Campaign Expenses	Probability of Winning Election
1100000	0.04
1400000	0.13
1700000	0.34
1900000	0.54
2300000	0.86

In conclusion to ContextBase Predictive Analytics Example 2, a direct correlation of Campaign Expenditures to Election Performance was verified.
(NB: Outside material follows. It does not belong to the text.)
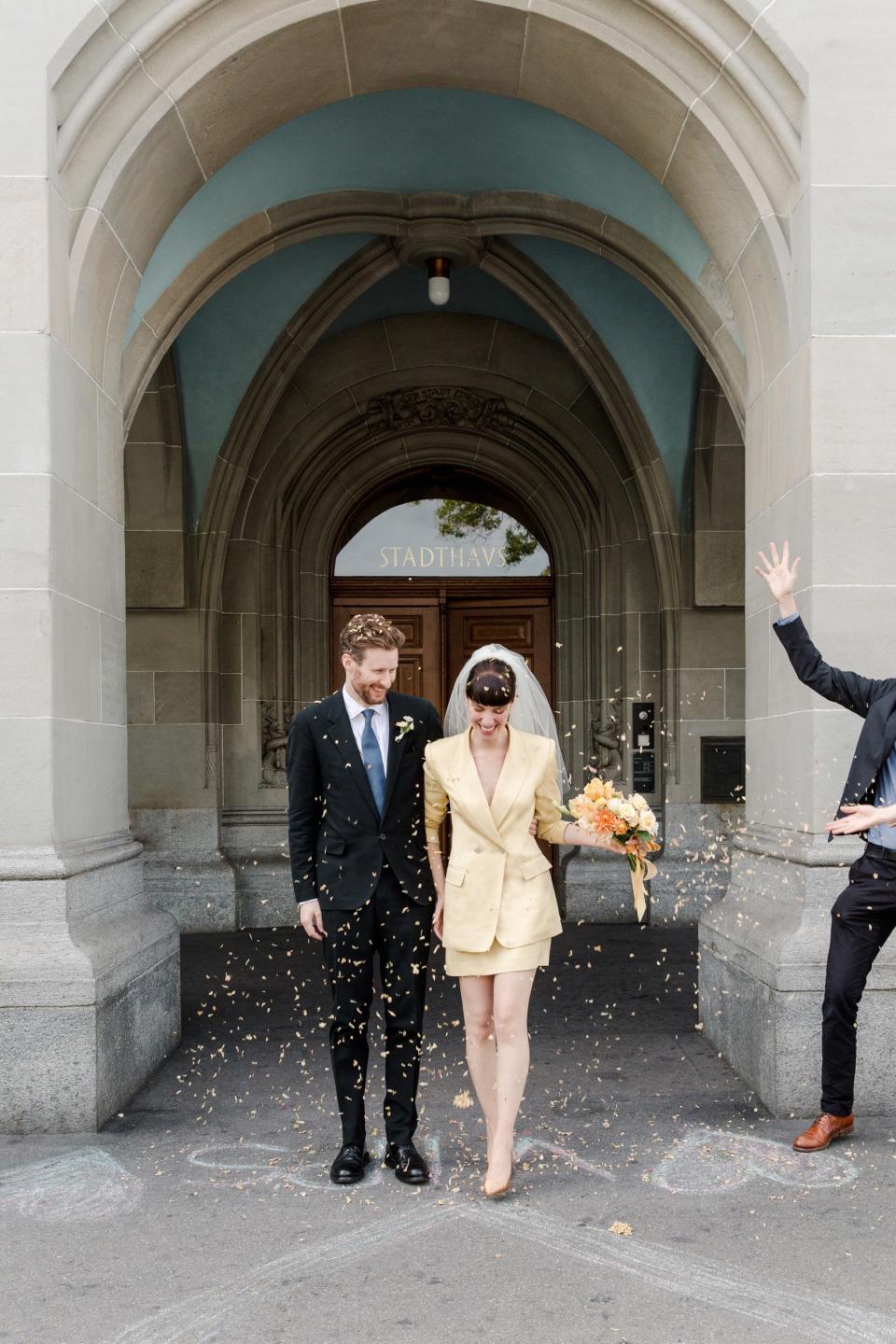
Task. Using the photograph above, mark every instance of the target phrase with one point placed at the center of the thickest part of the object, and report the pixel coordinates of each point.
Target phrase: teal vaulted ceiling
(410, 141)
The above table displays corresponding probablities of winning an election to campaign expenses.

Predictive Analytics Example 3: Multiple Regression

Multiple Regression allows for the prediction of the future values of a response variable, based on values of multiple explanatory variables.

input <- data.frame(state.x77[,1:4])
kable(head(input))

	Population	Income	Illiteracy	Life.Exp
Alabama	3615	3624	2.1	69.05
Alaska	365	6315	1.5	69.31
Arizona	2212	4530	1.8	70.55
Arkansas	2110	3378	1.9	70.66
California	21198	5114	1.1	71.71
Colorado	2541	4884	0.7	72.06

colnames(input) <- c("Population", "Income", "Illiteracy", "Life_Exp")

# Create the relationship model.
model <- lm(Life_Exp~Population+Income+Illiteracy, data=input)

# Show the model.
print(model)

## 
## Call:
## lm(formula = Life_Exp ~ Population + Income + Illiteracy, data = input)
## 
## Coefficients:
## (Intercept)   Population       Income   Illiteracy  
##   7.120e+01   -1.024e-05    2.477e-04   -1.179e+00

# Multiple Regression Plot
par(mfrow=c(1,3))
termplot(model)

a <- coef(model)[1]
cat("The Multiple Regression Intercept = ", a, ".", sep="")

## The Multiple Regression Intercept = 71.2023.

XPopulation <- coef(model)[2]
XIncome <- coef(model)[3]
XIlliteracy <- coef(model)[4]

modelCoef <- data.frame(XPopulation, XIncome, XIlliteracy)
colnames(modelCoef) <- c("Population", "Income", "Illiteracy")
row.names(modelCoef) <- c("Coefficients")
kable(modelCoef)

	Population	Income	Illiteracy
Coefficients	-1.02e-05	0.0002477	-1.178788

Multiple Regression Conclusion:

popl <- 3100
Incm <- 5348
Illt <- 1.1

Y = a + popl * XPopulation + Incm * XIncome + Illt * XIlliteracy
cat("For a City where Population = ", popl, ", Income = ", Incm,  ", and Illiteracy = ", Illt, ",
the predicted Life Expectancy is: ", round(Y, 2), ".", sep="")

## For a City where Population = 3100, Income = 5348, and Illiteracy = 1.1,
## the predicted Life Expectancy is: 71.2.

In conclusion to ContextBase Predictive Analytics Example 3, the multiple variables of “Population”, “Income”, and “Illiteracy” were used to determine the predicted “Life Expectancy” of an area corresponding to a USA State. For an area with a Population of 3100, a per capita Income Rate of 5348, and an Illiteracy Rate of 1.1, a Life Expectancy of 71.2 years was predicted.